Por exemplo, a limitação do capital estrangeiro em
instituições de ensino superior é apenas para
o capital votante, não para o capital total; ao proibir franquias
no setor educacional, próprias de modalidades empresariais
e associadas ao uso de uma marca, o projeto governamental reconhece
implicitamente o aspecto mercantil da educação.
Até meados de agosto os PLs em questão tramitavam em
regime de urgência. Como conseqüência das pressões,
o Executivo solicitou a retirada desse regime e, agora, eles tramitam
em regime de prioridade. Considerando a importância do tema,
a superficialidade e a parcialidade com que é tratado pelos
meios de comunicação e a sua importância para
toda a sociedade, a participação da comunidade acadêmica
na discussão da legislação é fundamental.

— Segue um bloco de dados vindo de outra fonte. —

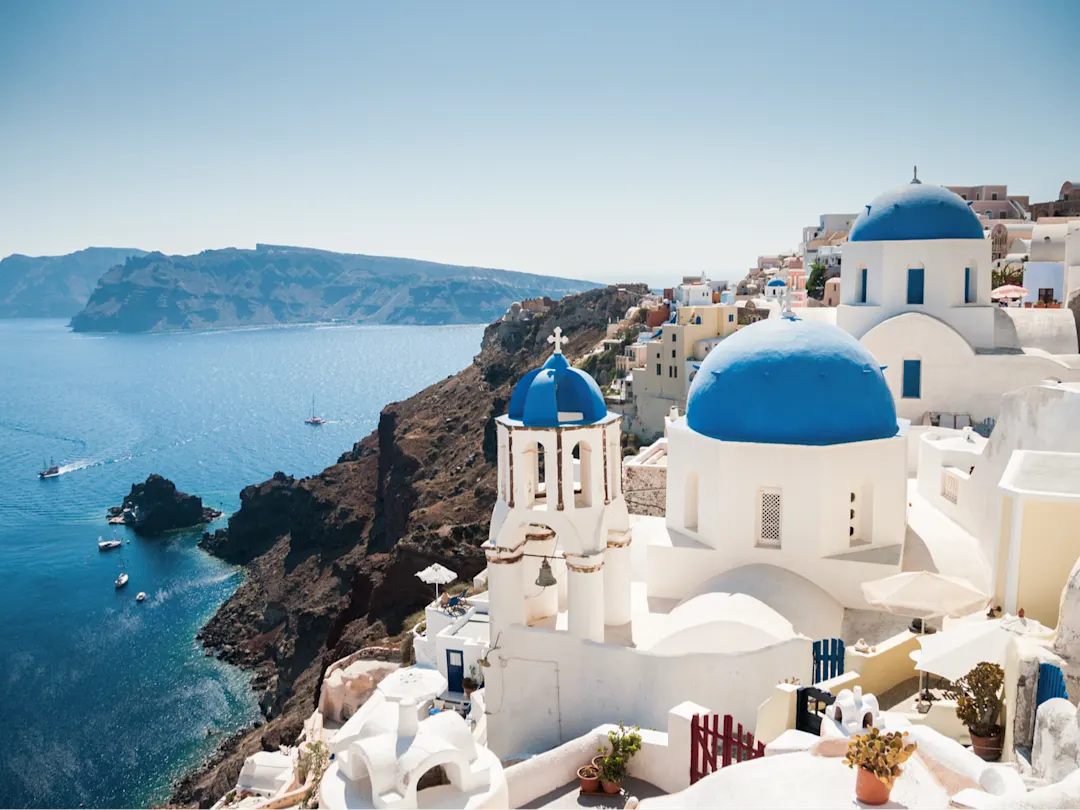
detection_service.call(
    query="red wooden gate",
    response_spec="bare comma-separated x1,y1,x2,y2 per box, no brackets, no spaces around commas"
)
690,714,765,784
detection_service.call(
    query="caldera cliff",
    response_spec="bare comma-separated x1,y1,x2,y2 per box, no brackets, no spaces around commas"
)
164,285,647,808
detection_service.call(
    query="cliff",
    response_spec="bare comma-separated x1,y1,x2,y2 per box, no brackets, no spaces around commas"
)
0,247,145,318
71,245,596,332
109,473,221,537
164,285,647,808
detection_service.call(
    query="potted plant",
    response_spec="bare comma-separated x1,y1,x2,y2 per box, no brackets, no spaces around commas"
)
955,661,1005,762
597,723,642,794
843,728,918,805
578,765,600,793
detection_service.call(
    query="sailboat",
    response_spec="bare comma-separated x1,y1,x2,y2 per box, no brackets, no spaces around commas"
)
303,394,326,428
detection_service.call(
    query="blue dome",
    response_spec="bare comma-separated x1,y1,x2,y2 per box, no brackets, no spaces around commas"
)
686,318,896,445
507,353,607,428
848,184,984,242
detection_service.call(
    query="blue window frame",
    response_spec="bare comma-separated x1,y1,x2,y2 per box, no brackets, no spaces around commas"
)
901,360,922,400
907,267,923,303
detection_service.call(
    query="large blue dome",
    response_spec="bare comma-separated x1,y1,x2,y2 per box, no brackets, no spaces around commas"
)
686,318,896,445
848,184,984,242
507,352,607,428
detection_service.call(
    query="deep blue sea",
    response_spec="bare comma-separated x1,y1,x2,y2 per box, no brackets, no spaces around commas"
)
0,321,483,810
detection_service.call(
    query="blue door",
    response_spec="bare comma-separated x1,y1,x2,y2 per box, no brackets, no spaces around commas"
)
907,267,922,303
901,360,922,400
446,650,465,692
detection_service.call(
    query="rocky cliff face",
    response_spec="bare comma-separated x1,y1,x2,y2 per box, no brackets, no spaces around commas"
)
71,245,596,332
0,247,145,318
109,473,221,537
164,285,647,808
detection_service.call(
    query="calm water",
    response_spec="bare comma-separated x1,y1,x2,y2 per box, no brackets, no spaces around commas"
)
0,321,483,810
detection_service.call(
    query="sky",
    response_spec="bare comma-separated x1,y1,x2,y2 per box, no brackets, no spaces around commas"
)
0,0,1080,285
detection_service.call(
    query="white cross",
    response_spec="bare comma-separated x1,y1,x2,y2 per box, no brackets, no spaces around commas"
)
548,326,570,354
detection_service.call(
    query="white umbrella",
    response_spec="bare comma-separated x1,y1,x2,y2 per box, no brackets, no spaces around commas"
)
416,563,458,598
915,621,1014,680
863,571,990,619
863,571,990,700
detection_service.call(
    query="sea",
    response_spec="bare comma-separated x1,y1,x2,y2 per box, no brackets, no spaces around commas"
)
0,320,483,810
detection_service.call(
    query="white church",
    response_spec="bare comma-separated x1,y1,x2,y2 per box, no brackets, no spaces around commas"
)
816,180,1080,427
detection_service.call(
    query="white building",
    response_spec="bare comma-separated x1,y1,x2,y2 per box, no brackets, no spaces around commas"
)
806,184,1080,423
485,318,928,756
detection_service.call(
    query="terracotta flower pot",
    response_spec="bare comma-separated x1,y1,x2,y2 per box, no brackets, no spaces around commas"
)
968,729,1005,762
855,768,892,805
578,766,600,793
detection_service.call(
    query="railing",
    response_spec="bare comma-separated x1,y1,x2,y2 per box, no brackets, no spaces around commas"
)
942,470,960,503
690,714,765,784
1035,664,1069,707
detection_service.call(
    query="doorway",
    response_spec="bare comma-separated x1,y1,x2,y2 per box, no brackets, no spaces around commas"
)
446,650,465,692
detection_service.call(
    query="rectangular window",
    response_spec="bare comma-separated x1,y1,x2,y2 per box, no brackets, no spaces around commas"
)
901,360,922,400
907,267,923,303
757,489,780,549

Para isso, é necessária a retirada do regime de prioridade
ou, mesmo, a retirada dos próprios projetos da tramitação,
conforme reivindicação do recente congresso da Anped
(Associação Nacional de Pós-Graduação
e Pesquisa em Educação), para que haja tempo para estudos
e debates dos conteúdos e das conseqüências dos
PLs e de suas emendas. Se isso for feito, teremos alguma chance de
reduzir as derrotas previsíveis. Caso não, a educação
superior será ainda mais dominada pelo caos da mercantilização. Informações sobre o conteúdo e o andamento
dos Projetos de Lei (PLs) no Congresso podem ser encontradas na
página eletrônica da Câmara.
Os diferentes PLs podem ser localizados por seus números
e datas.
Otaviano Helene é professor do Instituto de Física
da USP, ex-presidente da Associação dos Docentes
da USP (Adusp) e ex-presidente do Instituto Nacional de Estudos
e Pesquisas Educacionais (Inep).
Lighia B. Horodynski Matsushigue é professora no mesmo instituto
e diretora da Adusp e do Andes (Sindicato Nacional dos Docentes
das Instituições de Ensino Superior).